Australia, N.Z Dollars Drop From Highest Since 2008 Versus Yen

The Australian and New Zealand dollars fell from almost the highest versus the yen in more than four years as the Japanese currency’s slide over the past three months prompted criticism of excessive exchange-rate moves.

The South Pacific currencies weakened as Russia’s central bank said the world’s leading economies are on the brink of a “currency war” as policy makers advocate weaker currencies to boost economic growth. The Aussie was little changed against its U.S. counterpart as data showed consumer confidence was at almost the lowest since October. New Zealand’s dollar gained versus the dollar as commodities rose.

“The recent tempering of investor optimism has caused both the Aussie and the kiwi to give back some of their recent gains,” Joe Manimbo, a market analyst at Western Union Business Solutions, a unit of Western Union Co., wrote in an e-mail. “Overall sentiment appears neutral, with their downside limited by mounting evidence of a recovering China, while U.S. fiscal uncertainty caps the upside.”

Australia’s dollar weakened 0.4 percent to 93.44 yen in New York trading yesterday. It reached 94.66 yen on Jan. 15, the strongest level since August 2008. The Aussie traded at $1.0572.

The kiwi, as the New Zealand dollar is called, depreciated 0.3 percent to 74.32 yen after touching 75.53 yen on Jan. 15, the highest since September 2008. The currency strengthened 0.2 to 84.10 U.S. cents.

Standard & Poor’s GSCI Index of 24 raw materials increased 0.2 percent.

Yen’s Drop

The yen tumbled 12 percent over the past three months against nine other developed-market peers tracked by Bloomberg Correlation-Weighted Indexes as Japanese officials moved to boost inflation and spur economic growth.

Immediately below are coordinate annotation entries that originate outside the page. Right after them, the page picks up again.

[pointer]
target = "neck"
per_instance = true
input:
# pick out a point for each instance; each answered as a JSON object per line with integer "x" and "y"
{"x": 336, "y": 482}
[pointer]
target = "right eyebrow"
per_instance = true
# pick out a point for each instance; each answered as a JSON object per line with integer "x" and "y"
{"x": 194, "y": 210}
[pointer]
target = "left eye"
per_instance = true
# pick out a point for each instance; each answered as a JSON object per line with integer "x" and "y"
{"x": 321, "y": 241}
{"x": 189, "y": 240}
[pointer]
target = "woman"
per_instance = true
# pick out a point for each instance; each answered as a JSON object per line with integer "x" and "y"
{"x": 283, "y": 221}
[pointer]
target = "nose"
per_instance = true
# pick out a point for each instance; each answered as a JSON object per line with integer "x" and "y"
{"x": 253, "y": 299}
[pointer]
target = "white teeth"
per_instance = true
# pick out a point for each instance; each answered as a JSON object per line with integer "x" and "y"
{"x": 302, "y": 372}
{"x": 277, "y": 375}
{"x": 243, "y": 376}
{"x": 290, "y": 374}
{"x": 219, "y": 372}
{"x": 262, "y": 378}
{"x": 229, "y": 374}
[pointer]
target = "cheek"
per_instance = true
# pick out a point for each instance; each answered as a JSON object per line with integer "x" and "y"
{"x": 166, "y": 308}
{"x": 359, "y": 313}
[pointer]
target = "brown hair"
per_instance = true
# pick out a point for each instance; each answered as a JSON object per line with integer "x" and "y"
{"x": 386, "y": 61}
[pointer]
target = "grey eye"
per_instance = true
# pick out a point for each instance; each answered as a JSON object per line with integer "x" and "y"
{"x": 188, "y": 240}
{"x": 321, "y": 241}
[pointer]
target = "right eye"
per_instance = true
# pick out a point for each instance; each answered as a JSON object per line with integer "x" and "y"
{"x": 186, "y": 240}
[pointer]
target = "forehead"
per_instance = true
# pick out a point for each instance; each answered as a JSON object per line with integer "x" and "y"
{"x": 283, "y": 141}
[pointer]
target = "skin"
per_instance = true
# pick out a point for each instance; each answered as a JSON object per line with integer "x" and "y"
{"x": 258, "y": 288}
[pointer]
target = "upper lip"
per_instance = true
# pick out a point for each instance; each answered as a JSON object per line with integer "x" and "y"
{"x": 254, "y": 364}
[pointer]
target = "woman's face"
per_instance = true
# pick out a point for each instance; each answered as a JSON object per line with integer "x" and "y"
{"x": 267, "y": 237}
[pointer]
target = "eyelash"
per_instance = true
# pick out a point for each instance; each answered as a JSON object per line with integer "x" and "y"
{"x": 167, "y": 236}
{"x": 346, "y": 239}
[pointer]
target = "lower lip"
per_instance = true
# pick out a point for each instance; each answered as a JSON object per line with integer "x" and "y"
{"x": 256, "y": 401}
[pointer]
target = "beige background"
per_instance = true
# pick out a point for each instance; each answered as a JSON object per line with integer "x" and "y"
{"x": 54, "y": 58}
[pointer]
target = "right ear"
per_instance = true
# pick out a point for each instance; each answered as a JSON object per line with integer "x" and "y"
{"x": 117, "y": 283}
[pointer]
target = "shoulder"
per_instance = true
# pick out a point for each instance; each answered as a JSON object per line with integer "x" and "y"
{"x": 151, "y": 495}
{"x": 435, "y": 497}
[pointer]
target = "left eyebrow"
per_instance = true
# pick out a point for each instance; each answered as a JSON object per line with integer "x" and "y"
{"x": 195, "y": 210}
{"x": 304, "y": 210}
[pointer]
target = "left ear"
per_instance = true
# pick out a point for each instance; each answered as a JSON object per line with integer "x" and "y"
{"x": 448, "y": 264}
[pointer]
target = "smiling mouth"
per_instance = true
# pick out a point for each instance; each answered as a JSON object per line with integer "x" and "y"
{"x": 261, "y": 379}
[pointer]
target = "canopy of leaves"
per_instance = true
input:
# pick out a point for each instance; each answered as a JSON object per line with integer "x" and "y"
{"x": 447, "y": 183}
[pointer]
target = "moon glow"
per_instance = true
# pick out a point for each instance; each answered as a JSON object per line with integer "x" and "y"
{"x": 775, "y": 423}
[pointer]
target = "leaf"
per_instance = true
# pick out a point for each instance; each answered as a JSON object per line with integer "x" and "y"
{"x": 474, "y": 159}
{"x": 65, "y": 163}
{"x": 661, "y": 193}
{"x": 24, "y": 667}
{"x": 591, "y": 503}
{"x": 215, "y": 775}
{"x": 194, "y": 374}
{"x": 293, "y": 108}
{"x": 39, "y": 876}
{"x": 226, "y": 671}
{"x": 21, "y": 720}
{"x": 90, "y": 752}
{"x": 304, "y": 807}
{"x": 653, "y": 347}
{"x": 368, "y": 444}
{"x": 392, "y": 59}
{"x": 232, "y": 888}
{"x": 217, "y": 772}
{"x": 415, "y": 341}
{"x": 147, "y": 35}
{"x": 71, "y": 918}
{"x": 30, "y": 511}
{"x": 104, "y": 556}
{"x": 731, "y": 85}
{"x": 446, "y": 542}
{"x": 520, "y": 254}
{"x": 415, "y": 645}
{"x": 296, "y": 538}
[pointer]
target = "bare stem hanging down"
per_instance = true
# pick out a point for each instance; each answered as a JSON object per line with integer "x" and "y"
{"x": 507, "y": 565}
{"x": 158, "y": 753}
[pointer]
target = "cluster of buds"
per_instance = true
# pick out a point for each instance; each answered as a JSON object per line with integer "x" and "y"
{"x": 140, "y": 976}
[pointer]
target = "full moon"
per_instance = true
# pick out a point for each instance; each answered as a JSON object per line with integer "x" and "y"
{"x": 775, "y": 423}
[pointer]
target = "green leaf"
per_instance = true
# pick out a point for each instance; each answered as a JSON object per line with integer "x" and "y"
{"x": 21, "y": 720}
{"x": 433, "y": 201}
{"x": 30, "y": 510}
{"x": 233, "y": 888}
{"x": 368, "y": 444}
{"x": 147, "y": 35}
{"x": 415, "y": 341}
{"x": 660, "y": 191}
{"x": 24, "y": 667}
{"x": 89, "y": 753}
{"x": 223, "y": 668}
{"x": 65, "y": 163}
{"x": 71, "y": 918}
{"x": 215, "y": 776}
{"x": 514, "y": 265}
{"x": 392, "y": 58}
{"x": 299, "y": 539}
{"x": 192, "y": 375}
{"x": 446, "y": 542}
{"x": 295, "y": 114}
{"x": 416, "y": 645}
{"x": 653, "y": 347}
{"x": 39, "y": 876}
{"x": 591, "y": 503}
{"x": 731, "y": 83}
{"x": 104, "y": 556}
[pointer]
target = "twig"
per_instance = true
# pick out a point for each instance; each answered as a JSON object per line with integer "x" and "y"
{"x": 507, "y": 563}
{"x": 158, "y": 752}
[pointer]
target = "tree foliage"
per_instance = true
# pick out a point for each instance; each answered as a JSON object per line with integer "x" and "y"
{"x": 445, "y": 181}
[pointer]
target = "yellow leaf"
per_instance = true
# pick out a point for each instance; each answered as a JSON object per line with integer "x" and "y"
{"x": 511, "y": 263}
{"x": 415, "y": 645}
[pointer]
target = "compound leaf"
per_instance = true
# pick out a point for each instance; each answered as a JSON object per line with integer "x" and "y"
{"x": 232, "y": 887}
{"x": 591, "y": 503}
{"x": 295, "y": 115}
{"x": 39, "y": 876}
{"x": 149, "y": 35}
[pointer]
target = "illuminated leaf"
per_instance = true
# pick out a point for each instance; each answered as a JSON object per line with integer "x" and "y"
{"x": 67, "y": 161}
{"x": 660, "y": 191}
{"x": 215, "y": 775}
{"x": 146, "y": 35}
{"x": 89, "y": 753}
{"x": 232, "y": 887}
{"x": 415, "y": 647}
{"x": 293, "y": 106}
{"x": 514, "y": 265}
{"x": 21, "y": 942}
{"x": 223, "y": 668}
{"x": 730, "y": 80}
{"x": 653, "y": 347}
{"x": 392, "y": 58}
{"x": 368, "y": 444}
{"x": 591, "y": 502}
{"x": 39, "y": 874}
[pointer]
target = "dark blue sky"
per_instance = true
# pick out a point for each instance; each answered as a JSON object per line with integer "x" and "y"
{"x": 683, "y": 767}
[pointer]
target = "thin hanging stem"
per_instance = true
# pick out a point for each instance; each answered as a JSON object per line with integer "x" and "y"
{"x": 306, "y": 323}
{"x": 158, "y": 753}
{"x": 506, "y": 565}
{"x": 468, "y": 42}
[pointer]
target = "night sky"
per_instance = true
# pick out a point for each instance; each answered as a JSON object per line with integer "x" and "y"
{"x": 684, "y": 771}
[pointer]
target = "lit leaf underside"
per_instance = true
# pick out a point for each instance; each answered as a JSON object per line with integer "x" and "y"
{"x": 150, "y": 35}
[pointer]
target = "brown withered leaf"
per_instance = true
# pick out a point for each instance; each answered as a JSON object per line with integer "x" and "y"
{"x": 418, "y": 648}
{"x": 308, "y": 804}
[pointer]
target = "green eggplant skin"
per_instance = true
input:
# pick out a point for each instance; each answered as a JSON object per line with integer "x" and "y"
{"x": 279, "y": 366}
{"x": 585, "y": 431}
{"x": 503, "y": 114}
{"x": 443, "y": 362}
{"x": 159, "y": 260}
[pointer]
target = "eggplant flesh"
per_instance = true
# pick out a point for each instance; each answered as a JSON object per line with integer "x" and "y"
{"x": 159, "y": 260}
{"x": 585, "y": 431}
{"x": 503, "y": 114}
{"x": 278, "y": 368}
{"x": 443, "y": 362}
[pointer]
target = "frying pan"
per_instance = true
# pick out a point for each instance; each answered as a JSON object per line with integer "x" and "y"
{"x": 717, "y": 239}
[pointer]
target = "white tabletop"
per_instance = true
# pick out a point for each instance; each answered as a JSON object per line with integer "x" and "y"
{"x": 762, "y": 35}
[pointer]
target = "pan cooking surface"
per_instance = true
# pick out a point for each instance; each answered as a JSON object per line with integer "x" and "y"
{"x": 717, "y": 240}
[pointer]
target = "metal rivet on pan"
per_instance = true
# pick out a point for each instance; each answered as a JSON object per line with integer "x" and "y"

It was the biggest loser in the group. The Australian dollar gained 2.8 percent, and the kiwi climbed 3.3 percent.

“Japan is weakening the yen, and other countries may follow,” Bank Rossii First Deputy Chairman Alexei Ulyukayev said at a conference in Moscow yesterday. Reciprocal devaluations would hurt the global economy, Ulyukayev said.

Australia’s sentiment index for January rose 0.6 percent to 100.6, a Westpac Banking Corp. and Melbourne Institute showed yesterday in Sydney. This month’s figure was little changed from the 100.03 level in December that was the least since October. Readings about 100 indicate optimists outnumbered pessimists.